While speaking at Airbus’s annual conference, the company’s chief commercial officer suggested that Bombardier, Inc.’s (TSX:BBD.B) CSeries could become an “orphan.”

So what exactly did he mean by that, and does he have a strong case?

What is an orphan plane?

Whenever an aircraft maker discontinues a certain program, the planes already sold under that program become “orphans.” Airlines don’t like to be stuck with orphans, mainly because they have little resale value. Pilot training can also become a concern.

Could the CSeries become an orphan plane?

This isn’t the first time that someone has suggested the CSeries could become an orphan. Back in February, former Air Canada CEO Pierre Jeanniot suggested that the CSeries could become an orphan during an interview with The National Post. National Bank Financial analyst Cameron Doerksen suggested the same thing in an October interview with Bloomberg News.

And there is reason to believe the CSeries will be an orphan plane.
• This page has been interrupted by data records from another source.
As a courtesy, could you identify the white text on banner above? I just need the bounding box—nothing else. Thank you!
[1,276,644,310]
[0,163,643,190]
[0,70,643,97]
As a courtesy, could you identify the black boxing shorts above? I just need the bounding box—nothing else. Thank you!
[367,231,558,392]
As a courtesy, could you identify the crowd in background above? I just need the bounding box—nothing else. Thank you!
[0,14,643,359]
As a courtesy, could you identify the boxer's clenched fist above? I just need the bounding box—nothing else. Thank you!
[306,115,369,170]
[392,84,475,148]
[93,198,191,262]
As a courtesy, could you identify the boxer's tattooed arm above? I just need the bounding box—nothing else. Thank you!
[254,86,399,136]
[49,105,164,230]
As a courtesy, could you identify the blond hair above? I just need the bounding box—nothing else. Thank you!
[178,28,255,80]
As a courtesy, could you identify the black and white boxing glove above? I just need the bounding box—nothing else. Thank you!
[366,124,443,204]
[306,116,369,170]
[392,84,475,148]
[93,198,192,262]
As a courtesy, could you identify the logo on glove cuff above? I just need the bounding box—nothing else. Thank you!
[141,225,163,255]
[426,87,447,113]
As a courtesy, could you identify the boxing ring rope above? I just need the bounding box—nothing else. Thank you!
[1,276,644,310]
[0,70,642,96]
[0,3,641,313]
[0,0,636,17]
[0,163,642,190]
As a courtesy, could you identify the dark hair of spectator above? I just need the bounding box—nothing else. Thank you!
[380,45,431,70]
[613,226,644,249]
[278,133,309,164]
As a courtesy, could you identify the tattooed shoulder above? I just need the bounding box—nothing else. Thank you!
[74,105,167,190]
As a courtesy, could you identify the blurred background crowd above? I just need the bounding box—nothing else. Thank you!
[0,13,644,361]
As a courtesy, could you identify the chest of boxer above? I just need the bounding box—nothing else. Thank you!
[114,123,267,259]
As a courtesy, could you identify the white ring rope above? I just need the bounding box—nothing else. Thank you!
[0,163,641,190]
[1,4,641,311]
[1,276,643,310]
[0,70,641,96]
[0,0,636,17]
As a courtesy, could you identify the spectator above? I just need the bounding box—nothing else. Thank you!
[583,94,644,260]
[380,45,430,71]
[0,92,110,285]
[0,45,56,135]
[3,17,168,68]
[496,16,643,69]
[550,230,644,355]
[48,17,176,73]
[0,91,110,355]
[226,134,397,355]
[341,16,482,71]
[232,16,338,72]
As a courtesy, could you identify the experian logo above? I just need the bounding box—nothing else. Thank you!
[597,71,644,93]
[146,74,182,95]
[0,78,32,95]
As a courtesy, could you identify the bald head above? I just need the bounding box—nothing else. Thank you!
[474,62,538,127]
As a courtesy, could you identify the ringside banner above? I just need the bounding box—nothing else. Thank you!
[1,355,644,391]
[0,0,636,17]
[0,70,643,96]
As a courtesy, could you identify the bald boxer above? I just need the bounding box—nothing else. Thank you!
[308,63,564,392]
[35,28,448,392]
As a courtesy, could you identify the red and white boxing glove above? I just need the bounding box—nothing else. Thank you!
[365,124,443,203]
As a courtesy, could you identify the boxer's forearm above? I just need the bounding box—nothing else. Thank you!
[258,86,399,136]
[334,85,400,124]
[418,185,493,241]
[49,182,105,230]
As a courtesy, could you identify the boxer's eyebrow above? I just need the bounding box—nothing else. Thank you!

Bombardier is in a difficult financial position and likely needs to raise more cash. Worse still, the CSeries jet probably won’t be profitable until 2020. Bombardier has the necessary patience for now, but if there are any more missteps, then the company may have to give up.

There’s yet another reason to be concerned. Larger rivals like Airbus and Boeing Co. have greater resources at their disposal, making it difficult for Bombardier to compete. Airbus and Boeing also have a wider product lineup, meaning they can use their smaller planes as loss leaders, further squeezing Bombardier.

Bombardier has considered making larger versions of the CSeries, since those types of investments often pay off. But given the company’s limited financial resources, this now looks like a distant prospect. And that means it’s even more likely the CSeries will be an orphan.

An impact on sales

Without a doubt, Airbus and Boeing are exploiting this possibility during their sales pitches to airlines. It seems to be working; Bombardier hasn’t secured a firm CSeries order since September 2014.

So how can Bombardier break out of this funk? Well, one option is to sell the CSeries program to a rival. The company held discussions with Airbus last year, but these talks have since broken off, and Quebec’s involvement makes any transaction even more complicated. For example, the province would insist that CSeries production always stays local.

Thus, at this point, Bombardier is facing a long road ahead with the CSeries program, and this will probably mean more pain for shareholders. There are certainly better options for your portfolio.